How Robots Can Identify Objects in Cluttered Spaces

By Colette Barron Last updated Feb 19, 2024

If a robot can’t “see” a target object amid clutter, there’s a chance they will be confused. They lack what psychologists call “object unity,” the ability to identify a thing even when they can’t see all of that thing.

Researchers at the University of Washington are teaching robots via a method called THOR to identify objects on a cluttered shelf. In a recent paper published in IEEE Transactions on Robotics, they demonstrated that THOR outperformed current state-of-the-art models.

Robots sense their surroundings using one or more types of sensors and “see” things using standard color cameras or more complex stereo or depth cameras. Regardless of how good these sensors are, they don’t enable a robot to make “sense” of their surroundings. Robots need a visual perception system to process images and detect where they are, estimate orientation, identify objects, and parse text written on them.

Two challenges exist. First, when viewing many objects of varying shapes and sizes, robots have difficulty distinguishing between the different object types. Second, when several objects are located close to each other, objects can obstruct the view of other objects.

We know that partially visible objects aren’t broken or entirely new objects by using the shape of objects in a scene to create a 3D representation of each object in our minds. THOR mimics this method and then uses topology to assign each object to a “most likely” object class by comparing its 3D representation to a library of stored representations.

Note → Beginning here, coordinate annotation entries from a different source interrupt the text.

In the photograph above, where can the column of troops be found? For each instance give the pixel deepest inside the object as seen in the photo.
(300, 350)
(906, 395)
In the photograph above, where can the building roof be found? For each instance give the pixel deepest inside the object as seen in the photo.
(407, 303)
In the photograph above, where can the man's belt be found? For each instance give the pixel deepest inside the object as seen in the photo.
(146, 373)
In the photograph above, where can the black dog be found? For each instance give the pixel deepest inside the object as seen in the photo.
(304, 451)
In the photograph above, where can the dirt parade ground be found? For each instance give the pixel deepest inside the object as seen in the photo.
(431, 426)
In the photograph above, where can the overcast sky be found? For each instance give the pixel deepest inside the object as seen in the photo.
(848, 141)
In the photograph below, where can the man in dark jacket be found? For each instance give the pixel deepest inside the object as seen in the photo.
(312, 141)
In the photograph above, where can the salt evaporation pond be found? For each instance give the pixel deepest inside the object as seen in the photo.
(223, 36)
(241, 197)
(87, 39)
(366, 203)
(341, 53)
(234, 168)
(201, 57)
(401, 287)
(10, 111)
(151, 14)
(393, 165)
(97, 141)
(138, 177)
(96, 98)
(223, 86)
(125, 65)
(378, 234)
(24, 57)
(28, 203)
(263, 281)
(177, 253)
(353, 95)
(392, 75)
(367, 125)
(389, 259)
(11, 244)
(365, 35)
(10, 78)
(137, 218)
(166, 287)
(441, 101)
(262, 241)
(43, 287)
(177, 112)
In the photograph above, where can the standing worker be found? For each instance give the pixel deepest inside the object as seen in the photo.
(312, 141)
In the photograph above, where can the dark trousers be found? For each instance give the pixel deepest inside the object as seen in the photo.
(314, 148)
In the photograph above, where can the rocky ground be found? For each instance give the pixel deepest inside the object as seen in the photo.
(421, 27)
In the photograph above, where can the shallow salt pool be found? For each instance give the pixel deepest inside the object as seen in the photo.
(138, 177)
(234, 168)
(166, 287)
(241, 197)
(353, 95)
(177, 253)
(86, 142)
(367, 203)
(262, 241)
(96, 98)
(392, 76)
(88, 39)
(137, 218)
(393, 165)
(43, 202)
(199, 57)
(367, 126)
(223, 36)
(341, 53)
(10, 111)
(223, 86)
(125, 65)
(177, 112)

THOR does not rely on training machine learning models with images of cluttered rooms or require the robot to have specialized and expensive sensors or processors. This means that THOR is very easy to build and is readily useful for completely new spaces with diverse backgrounds, lighting conditions, object arrangements, and degrees of clutter. It also works better than the existing 3D shape-based recognition methods because its 3D representation of the objects is more detailed, which helps identify the objects in real time.